An attempt at reform has been resoundingly crushed by the party leaders, concerned that Vietnam was about to abandon its socialist past.

While there is a growing demand – especially from younger members of the population – for a more open political system and economic reforms, no-one outwith the party congress has any influence.

The country’s political future is determined behind closed doors every five years by a congress of 1,510 delegates all carefully selected by top party officials.

Debates are controlled with decisions often made before they take place, and while Vietnamese citizens are aware the congress is happening they are excluded from taking part.

“We talk about it a lot, we watch TV,” said 22-year-old Duong Bui, lead singer for heavy metal band Windrunner. “But to reach it is hard. It’s not like we can take our ideas for building this country to the congress – it’s far from us.”

WHY DID DUNG NOT SUCCEED?

A takeover bid by current Prime Minister Nguyen Tan Dung, who has tried to transform the country’s economy through increased exports and manufacturing reforms, has been thwarted by party leaders worried about any weakening of their power.

For a while it looked as though he could win enough backing to take over as secretary general but despite support from the business community and some of the central committee of the party, his name was not approved by the politburo as a candidate.

Although popular with the public, Dung made enemies in the party through his push for better relations with the US, Vietnam’s old enemy.

And while Vietnam has enjoyed speedy economic growth under his command, corruption also appears to have increased.

In the end it appears that Dung’s rival, the current secretary general Nguyen Phu Trong, an old-style ideologue, managed to rally his supporters to crush the reform attempts.

WHAT HAPPENS NOW?

However while it looks as though Dung’s political career is over, it is possible that Vietnam will continue with its economic reforms even though Trong maintains the state and socialism must remain central to the economy.

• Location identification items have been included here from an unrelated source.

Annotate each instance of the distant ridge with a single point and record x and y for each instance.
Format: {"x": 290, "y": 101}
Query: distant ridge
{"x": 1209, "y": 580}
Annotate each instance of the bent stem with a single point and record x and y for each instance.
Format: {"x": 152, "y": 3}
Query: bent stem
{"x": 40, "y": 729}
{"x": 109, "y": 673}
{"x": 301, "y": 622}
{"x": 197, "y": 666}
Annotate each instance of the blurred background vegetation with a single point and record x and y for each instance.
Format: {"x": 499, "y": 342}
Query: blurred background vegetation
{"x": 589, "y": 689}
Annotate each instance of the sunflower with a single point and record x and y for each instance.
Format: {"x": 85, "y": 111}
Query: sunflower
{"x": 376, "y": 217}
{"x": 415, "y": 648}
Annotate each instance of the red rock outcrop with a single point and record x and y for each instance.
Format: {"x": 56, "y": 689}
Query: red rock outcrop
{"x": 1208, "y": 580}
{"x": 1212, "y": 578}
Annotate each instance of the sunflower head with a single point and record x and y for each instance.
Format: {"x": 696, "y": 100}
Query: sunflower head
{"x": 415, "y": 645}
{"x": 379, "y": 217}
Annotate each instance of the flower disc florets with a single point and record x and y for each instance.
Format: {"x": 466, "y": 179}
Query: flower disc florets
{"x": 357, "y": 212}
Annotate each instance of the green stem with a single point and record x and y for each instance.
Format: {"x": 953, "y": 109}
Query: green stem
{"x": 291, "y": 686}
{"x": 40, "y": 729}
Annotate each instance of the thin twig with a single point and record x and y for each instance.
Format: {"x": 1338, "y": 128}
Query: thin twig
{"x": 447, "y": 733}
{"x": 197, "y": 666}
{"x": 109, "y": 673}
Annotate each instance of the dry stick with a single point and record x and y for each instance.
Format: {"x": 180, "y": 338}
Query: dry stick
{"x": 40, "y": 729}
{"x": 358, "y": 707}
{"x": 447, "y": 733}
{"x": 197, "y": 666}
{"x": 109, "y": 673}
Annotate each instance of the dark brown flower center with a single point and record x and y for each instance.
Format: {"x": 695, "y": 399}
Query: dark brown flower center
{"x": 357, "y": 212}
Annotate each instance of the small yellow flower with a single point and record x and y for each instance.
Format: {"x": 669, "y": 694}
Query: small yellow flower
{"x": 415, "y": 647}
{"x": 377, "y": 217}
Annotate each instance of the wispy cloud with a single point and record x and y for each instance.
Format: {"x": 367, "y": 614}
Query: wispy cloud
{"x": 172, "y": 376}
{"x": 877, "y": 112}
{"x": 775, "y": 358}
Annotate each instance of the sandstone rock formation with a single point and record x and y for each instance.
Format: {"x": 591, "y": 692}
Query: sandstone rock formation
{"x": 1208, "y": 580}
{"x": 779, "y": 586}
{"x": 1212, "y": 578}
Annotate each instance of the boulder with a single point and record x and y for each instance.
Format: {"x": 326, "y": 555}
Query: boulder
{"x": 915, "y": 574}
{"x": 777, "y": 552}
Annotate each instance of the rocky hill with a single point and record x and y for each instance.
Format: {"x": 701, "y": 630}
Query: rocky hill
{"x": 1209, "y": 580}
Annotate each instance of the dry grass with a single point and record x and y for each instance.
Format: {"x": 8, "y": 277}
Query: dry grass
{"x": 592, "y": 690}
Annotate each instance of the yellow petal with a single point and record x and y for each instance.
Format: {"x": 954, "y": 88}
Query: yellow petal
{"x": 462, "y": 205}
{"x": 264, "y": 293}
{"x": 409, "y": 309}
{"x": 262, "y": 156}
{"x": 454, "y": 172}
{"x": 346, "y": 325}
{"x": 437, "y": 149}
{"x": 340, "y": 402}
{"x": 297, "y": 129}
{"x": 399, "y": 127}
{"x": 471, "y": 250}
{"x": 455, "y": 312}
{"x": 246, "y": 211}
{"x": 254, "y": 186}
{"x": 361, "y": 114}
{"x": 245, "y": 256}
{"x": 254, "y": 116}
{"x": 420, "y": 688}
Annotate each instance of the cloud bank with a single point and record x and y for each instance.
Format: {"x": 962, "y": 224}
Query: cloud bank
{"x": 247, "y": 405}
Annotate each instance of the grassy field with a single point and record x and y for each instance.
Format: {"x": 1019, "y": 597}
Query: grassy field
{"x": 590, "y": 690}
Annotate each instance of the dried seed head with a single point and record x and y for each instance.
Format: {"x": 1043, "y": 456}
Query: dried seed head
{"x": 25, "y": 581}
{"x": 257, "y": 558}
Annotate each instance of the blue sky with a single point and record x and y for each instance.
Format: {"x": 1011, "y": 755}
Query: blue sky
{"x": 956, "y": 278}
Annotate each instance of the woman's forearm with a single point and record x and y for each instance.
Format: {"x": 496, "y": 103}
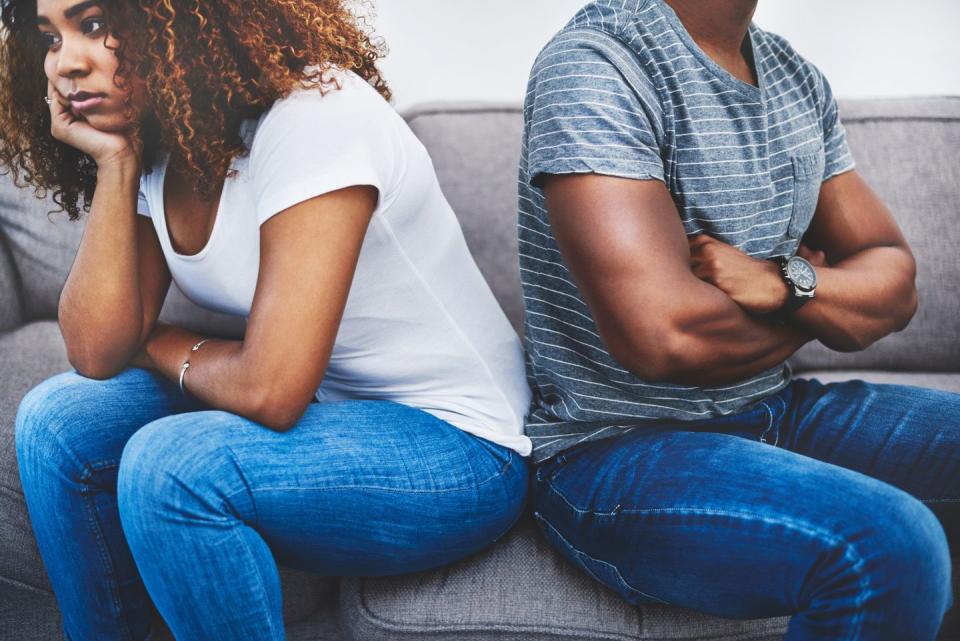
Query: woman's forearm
{"x": 100, "y": 309}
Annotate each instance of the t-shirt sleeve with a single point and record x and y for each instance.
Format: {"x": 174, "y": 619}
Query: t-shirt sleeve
{"x": 311, "y": 144}
{"x": 142, "y": 207}
{"x": 837, "y": 152}
{"x": 590, "y": 109}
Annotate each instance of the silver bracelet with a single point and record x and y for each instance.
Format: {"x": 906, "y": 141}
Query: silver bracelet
{"x": 186, "y": 364}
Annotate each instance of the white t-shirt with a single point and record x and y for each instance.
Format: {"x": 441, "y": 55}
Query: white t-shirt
{"x": 421, "y": 326}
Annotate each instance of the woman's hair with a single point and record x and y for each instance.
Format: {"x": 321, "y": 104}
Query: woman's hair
{"x": 207, "y": 65}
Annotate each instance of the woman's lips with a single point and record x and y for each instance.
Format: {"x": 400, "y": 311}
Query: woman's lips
{"x": 87, "y": 103}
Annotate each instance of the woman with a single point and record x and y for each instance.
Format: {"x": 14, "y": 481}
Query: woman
{"x": 246, "y": 151}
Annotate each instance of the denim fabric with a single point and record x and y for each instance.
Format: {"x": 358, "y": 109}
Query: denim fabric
{"x": 836, "y": 503}
{"x": 136, "y": 493}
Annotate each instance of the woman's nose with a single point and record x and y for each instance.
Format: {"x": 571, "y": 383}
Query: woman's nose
{"x": 72, "y": 59}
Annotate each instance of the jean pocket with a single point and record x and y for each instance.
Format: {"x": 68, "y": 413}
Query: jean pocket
{"x": 601, "y": 571}
{"x": 807, "y": 177}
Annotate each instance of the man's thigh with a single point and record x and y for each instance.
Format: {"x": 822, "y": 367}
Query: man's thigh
{"x": 906, "y": 436}
{"x": 728, "y": 525}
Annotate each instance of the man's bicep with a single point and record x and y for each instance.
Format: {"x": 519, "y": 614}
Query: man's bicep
{"x": 849, "y": 218}
{"x": 624, "y": 244}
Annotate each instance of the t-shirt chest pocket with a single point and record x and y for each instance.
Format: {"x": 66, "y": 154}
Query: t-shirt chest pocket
{"x": 807, "y": 172}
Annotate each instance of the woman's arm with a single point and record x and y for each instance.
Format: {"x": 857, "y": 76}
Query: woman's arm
{"x": 100, "y": 309}
{"x": 102, "y": 315}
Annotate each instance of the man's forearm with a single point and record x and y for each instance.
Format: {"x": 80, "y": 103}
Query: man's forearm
{"x": 724, "y": 344}
{"x": 710, "y": 340}
{"x": 861, "y": 299}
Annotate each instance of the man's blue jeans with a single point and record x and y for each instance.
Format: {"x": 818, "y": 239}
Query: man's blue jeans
{"x": 209, "y": 502}
{"x": 833, "y": 503}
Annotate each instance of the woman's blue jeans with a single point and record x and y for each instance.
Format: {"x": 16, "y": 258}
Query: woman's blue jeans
{"x": 833, "y": 503}
{"x": 137, "y": 492}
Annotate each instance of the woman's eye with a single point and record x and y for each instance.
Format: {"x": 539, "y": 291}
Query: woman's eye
{"x": 94, "y": 25}
{"x": 49, "y": 40}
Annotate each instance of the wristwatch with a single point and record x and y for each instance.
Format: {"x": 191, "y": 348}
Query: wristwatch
{"x": 801, "y": 280}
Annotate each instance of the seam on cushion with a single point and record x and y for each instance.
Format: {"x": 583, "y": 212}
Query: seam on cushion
{"x": 772, "y": 624}
{"x": 800, "y": 526}
{"x": 26, "y": 586}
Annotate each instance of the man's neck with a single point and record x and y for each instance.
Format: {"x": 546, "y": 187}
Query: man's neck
{"x": 718, "y": 26}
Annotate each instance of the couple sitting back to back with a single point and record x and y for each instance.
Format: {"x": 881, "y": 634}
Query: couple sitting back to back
{"x": 689, "y": 216}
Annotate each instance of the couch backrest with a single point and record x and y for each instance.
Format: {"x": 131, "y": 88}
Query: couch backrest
{"x": 476, "y": 150}
{"x": 907, "y": 149}
{"x": 42, "y": 248}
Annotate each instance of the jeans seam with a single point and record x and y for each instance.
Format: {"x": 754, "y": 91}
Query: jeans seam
{"x": 494, "y": 477}
{"x": 104, "y": 554}
{"x": 763, "y": 437}
{"x": 86, "y": 473}
{"x": 616, "y": 570}
{"x": 246, "y": 484}
{"x": 805, "y": 528}
{"x": 263, "y": 581}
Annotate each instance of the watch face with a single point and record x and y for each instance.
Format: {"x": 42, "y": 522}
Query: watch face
{"x": 802, "y": 273}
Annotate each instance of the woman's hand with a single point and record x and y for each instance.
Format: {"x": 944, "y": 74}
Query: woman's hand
{"x": 74, "y": 130}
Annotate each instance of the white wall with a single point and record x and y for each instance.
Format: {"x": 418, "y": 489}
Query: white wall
{"x": 468, "y": 50}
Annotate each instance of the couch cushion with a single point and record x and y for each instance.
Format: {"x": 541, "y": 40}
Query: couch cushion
{"x": 521, "y": 589}
{"x": 476, "y": 151}
{"x": 946, "y": 381}
{"x": 11, "y": 307}
{"x": 908, "y": 150}
{"x": 30, "y": 355}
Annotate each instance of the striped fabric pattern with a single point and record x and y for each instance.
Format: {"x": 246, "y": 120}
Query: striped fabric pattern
{"x": 623, "y": 90}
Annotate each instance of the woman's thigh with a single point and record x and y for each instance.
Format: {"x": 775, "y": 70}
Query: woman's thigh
{"x": 737, "y": 528}
{"x": 85, "y": 422}
{"x": 355, "y": 487}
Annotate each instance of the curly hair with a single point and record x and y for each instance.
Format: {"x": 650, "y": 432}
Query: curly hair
{"x": 207, "y": 66}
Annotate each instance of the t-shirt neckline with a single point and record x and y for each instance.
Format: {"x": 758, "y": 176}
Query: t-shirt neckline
{"x": 162, "y": 174}
{"x": 754, "y": 92}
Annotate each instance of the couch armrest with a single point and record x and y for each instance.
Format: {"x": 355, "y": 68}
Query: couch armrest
{"x": 11, "y": 299}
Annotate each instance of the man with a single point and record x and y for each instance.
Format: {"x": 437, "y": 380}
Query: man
{"x": 690, "y": 216}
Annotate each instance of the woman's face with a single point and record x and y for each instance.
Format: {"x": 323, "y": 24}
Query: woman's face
{"x": 81, "y": 64}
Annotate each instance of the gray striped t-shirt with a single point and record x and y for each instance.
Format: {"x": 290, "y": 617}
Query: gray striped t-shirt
{"x": 623, "y": 90}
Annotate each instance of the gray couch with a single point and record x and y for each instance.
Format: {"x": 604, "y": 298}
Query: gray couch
{"x": 909, "y": 150}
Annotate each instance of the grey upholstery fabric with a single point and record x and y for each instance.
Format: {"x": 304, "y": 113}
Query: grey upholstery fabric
{"x": 11, "y": 309}
{"x": 42, "y": 248}
{"x": 520, "y": 590}
{"x": 907, "y": 151}
{"x": 475, "y": 150}
{"x": 947, "y": 381}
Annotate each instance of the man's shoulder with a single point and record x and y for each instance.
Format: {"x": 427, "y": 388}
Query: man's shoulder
{"x": 783, "y": 54}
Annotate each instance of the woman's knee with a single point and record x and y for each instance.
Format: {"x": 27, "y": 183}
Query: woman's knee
{"x": 50, "y": 416}
{"x": 181, "y": 465}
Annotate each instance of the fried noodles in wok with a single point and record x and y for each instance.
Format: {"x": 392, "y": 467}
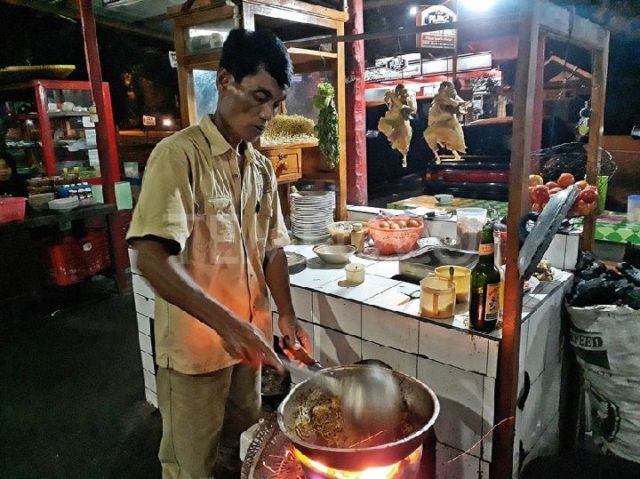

Interestingly, as well as the old-style communists, the new central committee contains a number of younger party members who are pro-reform.

“The condition of the economy of Vietnam nowadays is so pressured that it must change,” said economist Le Dang Doanh. “If the state sector plays a leading role, there will be no fair competition. Vietnam is now deeply integrated into the world economy.”

WAS IT ALWAYS COMMUNIST?

Now one of the fastest growing economies in south east Asia, Vietnam initially struggled to recover from three decades of war which finally ended in 1975.

With a population of around 90 million, it is the 13th most populous country on the planet and its history can be traced back to 500,000BC. Evidence of rice growing and intricate bronze work can be found as far back as 1000BC and there was a flourishing independent culture which lasted until a Chinese takeover in 111BC which lasted for 1,000 years.

Early independence movements finally succeeded in AD938 and a golden era began when Buddhism flourished and became the state religion.

However independence was gradually eroded by France in the 19th century and the French administration imposed significant cultural and political changes.

Roman Catholicism was widely propagated and western-style education developed along with a plantation economy of coffee, tobacco and tea for export.

Calls for civil rights and self-government were ignored by the French who held control until World War II and the invasion of French Indochina by the Japanese. The exploitation of the country’s natural resources to support Japan’s military campaign led to two million deaths in the Vietnamese Famine of 1945.

WHAT HAPPENED DURING THE WAR?

Despite a guerrilla campaign by the nationalist, communist liberation movement of Viet Minh led by Ho Chi Minh during the First Indochina War, the post-war French colonial administration did not end until 1954.

The country was then divided in two but the planned temporary partition became permanent and decades of strife between the two parts culminated in the Vietnam War in which the United States backed the south’s struggle against the communist north, backed by the Soviet Union and China.

The war devastated the country with up to 3.1m believed to have died. It ended in the mid-1970s when the two parts were merged to form the Socialist Republic of Vietnam. Executions, “re-education” and the collectivisation of factories and farms resulted in human misery and triple digit inflation.

Millions of people fled the country in the 1870s but by the late 1980s the state began some free market reforms while maintaining political control.

Since then there has been growth in industrial and agricultural production, private ownership and foreign investment but there has also been a rise in income inequality and gender disparities.

The challenge is to meet the growing demand for consumer goods and trade with the West, while also halting the increase in income inequality and stemming corruption. The question is whether 71-year-old Trong is up to the task.